Social Media, Algorithms, and Why I Chose Ghost
In the age of digital connection, it’s worth acknowledging both the tremendous promise and the real risks carried by social media. On one hand, platforms built to bring us together — whether across geography, culture, or discipline — can indeed foster community, spark conversation, and extend our circle of care in ways that were historically unimaginable. At the same time, however, we must look squarely at the growing body of evidence describing the unintended consequences of these systems, especially when their design begins to shape how we think, talk, research, and care about one another. As I launch this new blog space on Ghost, I want to share why I have consciously chosen to step aside from conventional social-media channels and what I hope this quieter format will bring.
One of the strongest concerns in the social-media era is how algorithms — the invisible code that selects and orders what we see — amplify polarization rather than connection. Research shows that algorithmically curated environments tend to erect echo chambers: feeds that reinforce what we already believe, while limiting exposure to contrasting views. For example, an analysis by Levy (2021) found that political-content algorithms on large platforms significantly reduce the likelihood that users will encounter counter-attitudinal news, increasing both ideological distance and affective polarization. Similarly, Himelein-Wachowiak et al. (2021) showed that algorithmic recommendation systems for people and groups increase homophily and deepen echo-chamber dynamics. A broader review by the National Academy of Medicine (2024) emphasized that algorithms—because they optimize for engagement—naturally elevate emotionally provocative content, which can magnify misinformation, reduce wellbeing, and subtly fracture civic life. The result is that tools designed to connect us can, paradoxically, divide us—reducing complexity into tribes and conversation into reinforcement loops.

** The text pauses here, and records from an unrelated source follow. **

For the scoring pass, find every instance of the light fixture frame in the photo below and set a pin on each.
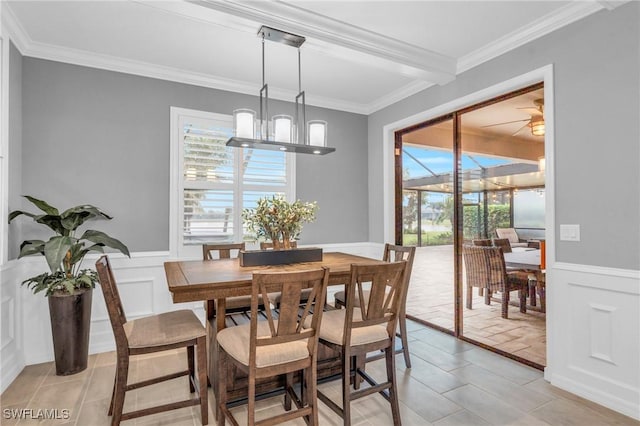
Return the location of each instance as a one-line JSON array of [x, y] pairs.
[[301, 145]]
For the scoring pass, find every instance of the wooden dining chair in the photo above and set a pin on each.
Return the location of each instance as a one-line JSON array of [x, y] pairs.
[[277, 346], [155, 333], [393, 253], [485, 267], [363, 327], [223, 251]]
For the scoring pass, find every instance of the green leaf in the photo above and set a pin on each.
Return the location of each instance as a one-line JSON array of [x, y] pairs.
[[53, 222], [31, 247], [101, 238], [55, 250], [43, 205], [17, 213]]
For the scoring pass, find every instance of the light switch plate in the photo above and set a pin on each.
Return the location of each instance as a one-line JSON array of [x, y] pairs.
[[569, 232]]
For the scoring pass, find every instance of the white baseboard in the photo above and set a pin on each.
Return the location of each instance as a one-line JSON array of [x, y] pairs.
[[593, 343], [596, 361]]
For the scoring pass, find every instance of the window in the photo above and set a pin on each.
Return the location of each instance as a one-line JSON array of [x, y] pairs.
[[212, 183]]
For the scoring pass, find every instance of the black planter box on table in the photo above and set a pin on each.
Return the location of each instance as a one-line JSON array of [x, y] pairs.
[[280, 257]]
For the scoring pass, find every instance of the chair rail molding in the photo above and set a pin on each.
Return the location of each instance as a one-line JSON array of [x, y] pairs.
[[26, 328], [595, 312]]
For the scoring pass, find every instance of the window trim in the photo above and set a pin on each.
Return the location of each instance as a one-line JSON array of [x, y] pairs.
[[176, 189]]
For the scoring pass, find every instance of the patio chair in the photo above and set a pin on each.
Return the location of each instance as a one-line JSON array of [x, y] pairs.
[[512, 236], [392, 253], [503, 243], [485, 268]]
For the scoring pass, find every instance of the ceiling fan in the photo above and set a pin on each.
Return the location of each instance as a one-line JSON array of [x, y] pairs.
[[535, 122]]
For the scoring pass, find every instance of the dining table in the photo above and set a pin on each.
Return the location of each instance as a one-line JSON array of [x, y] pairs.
[[212, 281]]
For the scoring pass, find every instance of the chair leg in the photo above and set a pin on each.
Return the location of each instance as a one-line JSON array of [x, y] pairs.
[[312, 393], [251, 399], [120, 389], [222, 387], [288, 383], [113, 392], [543, 298], [532, 292], [202, 380], [405, 340], [391, 378], [191, 366]]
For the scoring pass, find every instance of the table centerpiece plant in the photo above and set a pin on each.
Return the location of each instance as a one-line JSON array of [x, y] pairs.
[[278, 220], [67, 287]]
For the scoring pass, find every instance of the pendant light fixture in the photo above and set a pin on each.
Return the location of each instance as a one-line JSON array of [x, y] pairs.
[[282, 132]]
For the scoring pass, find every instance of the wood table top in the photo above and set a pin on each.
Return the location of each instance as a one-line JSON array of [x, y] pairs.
[[195, 280]]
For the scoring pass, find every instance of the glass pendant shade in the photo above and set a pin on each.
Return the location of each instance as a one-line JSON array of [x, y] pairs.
[[243, 123], [282, 128], [317, 133]]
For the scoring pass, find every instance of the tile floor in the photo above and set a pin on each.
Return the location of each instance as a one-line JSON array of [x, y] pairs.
[[431, 299], [451, 383]]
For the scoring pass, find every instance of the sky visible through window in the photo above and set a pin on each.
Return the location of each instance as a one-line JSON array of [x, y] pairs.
[[441, 162]]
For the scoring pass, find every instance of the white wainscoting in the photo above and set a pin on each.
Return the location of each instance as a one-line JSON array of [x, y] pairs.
[[11, 349], [26, 327], [594, 338]]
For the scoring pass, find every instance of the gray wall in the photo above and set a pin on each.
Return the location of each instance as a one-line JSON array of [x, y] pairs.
[[597, 85], [102, 137], [15, 148]]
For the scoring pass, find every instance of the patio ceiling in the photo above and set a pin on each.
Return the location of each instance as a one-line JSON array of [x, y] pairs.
[[495, 178]]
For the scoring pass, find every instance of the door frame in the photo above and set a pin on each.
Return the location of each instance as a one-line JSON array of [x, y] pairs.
[[390, 150]]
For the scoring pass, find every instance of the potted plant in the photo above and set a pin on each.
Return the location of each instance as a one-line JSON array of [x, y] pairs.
[[279, 221], [68, 288]]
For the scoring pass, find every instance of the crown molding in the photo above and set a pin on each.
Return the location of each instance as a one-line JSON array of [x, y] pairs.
[[339, 38], [540, 27], [14, 28]]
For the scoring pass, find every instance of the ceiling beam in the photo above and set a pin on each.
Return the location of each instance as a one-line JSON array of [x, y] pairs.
[[343, 40]]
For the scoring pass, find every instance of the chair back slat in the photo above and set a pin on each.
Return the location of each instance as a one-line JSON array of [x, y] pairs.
[[287, 327], [112, 300], [223, 250], [386, 292]]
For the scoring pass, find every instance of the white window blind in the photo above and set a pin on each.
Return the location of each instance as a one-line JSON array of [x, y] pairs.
[[216, 182]]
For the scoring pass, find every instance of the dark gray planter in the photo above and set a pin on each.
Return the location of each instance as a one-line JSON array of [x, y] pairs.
[[70, 325], [280, 257]]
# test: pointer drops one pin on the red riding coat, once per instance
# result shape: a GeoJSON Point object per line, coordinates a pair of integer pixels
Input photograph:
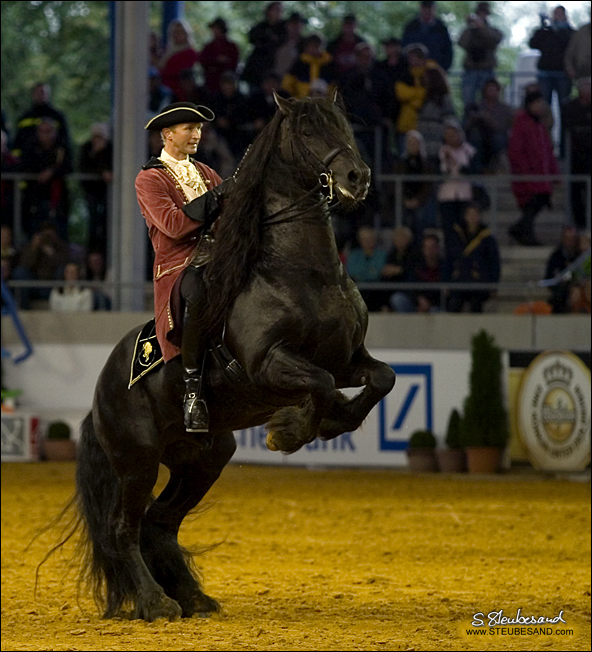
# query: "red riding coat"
{"type": "Point", "coordinates": [174, 238]}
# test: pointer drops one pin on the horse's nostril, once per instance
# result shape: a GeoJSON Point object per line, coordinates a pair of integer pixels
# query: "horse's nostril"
{"type": "Point", "coordinates": [353, 177]}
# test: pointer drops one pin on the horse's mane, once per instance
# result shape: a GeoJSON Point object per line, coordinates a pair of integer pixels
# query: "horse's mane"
{"type": "Point", "coordinates": [237, 245]}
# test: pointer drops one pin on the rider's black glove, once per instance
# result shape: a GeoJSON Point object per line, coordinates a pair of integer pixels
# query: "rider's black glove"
{"type": "Point", "coordinates": [206, 208]}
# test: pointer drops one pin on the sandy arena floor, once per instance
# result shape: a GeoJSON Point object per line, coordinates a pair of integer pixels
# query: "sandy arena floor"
{"type": "Point", "coordinates": [328, 560]}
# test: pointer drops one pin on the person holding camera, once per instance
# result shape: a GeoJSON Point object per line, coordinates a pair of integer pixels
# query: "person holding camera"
{"type": "Point", "coordinates": [552, 39]}
{"type": "Point", "coordinates": [480, 41]}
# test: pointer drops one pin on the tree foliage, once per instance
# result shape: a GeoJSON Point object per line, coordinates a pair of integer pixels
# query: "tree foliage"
{"type": "Point", "coordinates": [67, 44]}
{"type": "Point", "coordinates": [485, 419]}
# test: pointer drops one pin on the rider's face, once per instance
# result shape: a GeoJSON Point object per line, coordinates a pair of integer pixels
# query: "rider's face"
{"type": "Point", "coordinates": [184, 138]}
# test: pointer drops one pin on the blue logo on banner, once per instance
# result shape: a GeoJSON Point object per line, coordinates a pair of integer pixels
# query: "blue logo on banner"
{"type": "Point", "coordinates": [416, 408]}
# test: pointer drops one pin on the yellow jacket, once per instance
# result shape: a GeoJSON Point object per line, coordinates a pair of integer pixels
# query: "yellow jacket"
{"type": "Point", "coordinates": [411, 97]}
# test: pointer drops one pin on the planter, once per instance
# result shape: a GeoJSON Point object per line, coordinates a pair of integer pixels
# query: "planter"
{"type": "Point", "coordinates": [452, 460]}
{"type": "Point", "coordinates": [422, 460]}
{"type": "Point", "coordinates": [484, 459]}
{"type": "Point", "coordinates": [59, 450]}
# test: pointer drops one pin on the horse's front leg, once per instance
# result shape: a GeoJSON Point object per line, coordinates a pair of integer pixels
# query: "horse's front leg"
{"type": "Point", "coordinates": [149, 598]}
{"type": "Point", "coordinates": [193, 472]}
{"type": "Point", "coordinates": [292, 427]}
{"type": "Point", "coordinates": [346, 414]}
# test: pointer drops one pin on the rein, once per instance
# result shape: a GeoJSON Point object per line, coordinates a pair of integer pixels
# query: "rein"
{"type": "Point", "coordinates": [325, 180]}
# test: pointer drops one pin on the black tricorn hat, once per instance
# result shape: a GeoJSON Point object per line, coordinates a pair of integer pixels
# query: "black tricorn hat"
{"type": "Point", "coordinates": [178, 113]}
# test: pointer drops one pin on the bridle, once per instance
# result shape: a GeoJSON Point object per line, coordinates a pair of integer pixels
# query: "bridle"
{"type": "Point", "coordinates": [324, 183]}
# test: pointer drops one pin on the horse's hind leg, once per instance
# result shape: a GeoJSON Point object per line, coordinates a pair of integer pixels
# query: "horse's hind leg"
{"type": "Point", "coordinates": [290, 428]}
{"type": "Point", "coordinates": [136, 485]}
{"type": "Point", "coordinates": [346, 414]}
{"type": "Point", "coordinates": [193, 472]}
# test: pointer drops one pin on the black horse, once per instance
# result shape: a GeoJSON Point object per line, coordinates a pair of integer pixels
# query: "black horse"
{"type": "Point", "coordinates": [294, 322]}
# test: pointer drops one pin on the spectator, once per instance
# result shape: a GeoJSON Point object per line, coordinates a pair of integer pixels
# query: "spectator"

In scientific and medical communities, social media has also begun to reshape the landscape of expertise. While there is tremendous value in transparency, accessibility, and interdisciplinary conversation, the gravitational pull toward brevity and virality can shift attention away from deep knowledge. A commentary in the Journal of Science Communication(Jensen 2024) argued that science communication on social media increasingly rewards charisma, narrative, and emotional resonance over methodological rigor or careful explanation. At the same time, contemporary health-communication studies describe the rise of “digital opinion leaders” (Patel et al. 2024)—professionals who become influencers, whose reach is determined not by the depth of scholarship but by algorithmic amplification. This is not a failure of individuals; it is a structural issue. When systems reward visibility over reflection, even well-intentioned experts may unconsciously adapt. Scientific discourse risks becoming narrower, shallower, more reactive, and more dependent on a small number of algorithmically elevated voices.
All of this brings me back to why I chose Ghost for my own writing. I cherish connection, shared insight, and the opportunity to think together. But I also believe that meaningful reflection requires space, time, and the absence of algorithmic incentives. In creating a small, quiet home outside the currents of recommendation engines, I hope to preserve a sense of intentionality—a place where ideas are not optimized for clicks but offered with sincerity. Here, I hope we can talk about medicine, life, society, caring, and caring for one another without competing for engagement metrics or filtering every thought through “what will perform well?” Instead, this can be a space for depth, curiosity, gentleness, and presence.
Most importantly, I want to emphasize respect for everyone who uses social media differently. For many, these platforms are vital tools for community, advocacy, research sharing, and belonging. I honor that. The intention here is not to critique individuals but to reflect on the environment we are all navigating. This blog is simply a complement — a slower, quieter space where conversation can be shaped by intention rather than algorithms. Thank you for being here, and thank you for choosing to read.
My next write-up will be about kindness.
References
- Himelein-Wachowiak, M., et al. (2021). “Echo chambers in algorithmic people-recommendation systems.” arXiv preprint arXiv:2112.00626.
- Jensen, E. (2024). “Science communication in the age of influencers.” Journal of Science Communication, 24(5).
- Levy, R. (2021). “Social media, news consumption, and political polarization.” American Economic Review, 111(3).
- National Academy of Medicine (2024). “Digital Opinion Leadership in the Age of Social Media and Generative AI.” NAM Perspectives.
- Patel, S., et al. (2024). “Influencers and digital opinion leadership in health communication.” NAM/Health Communication Science Initiative.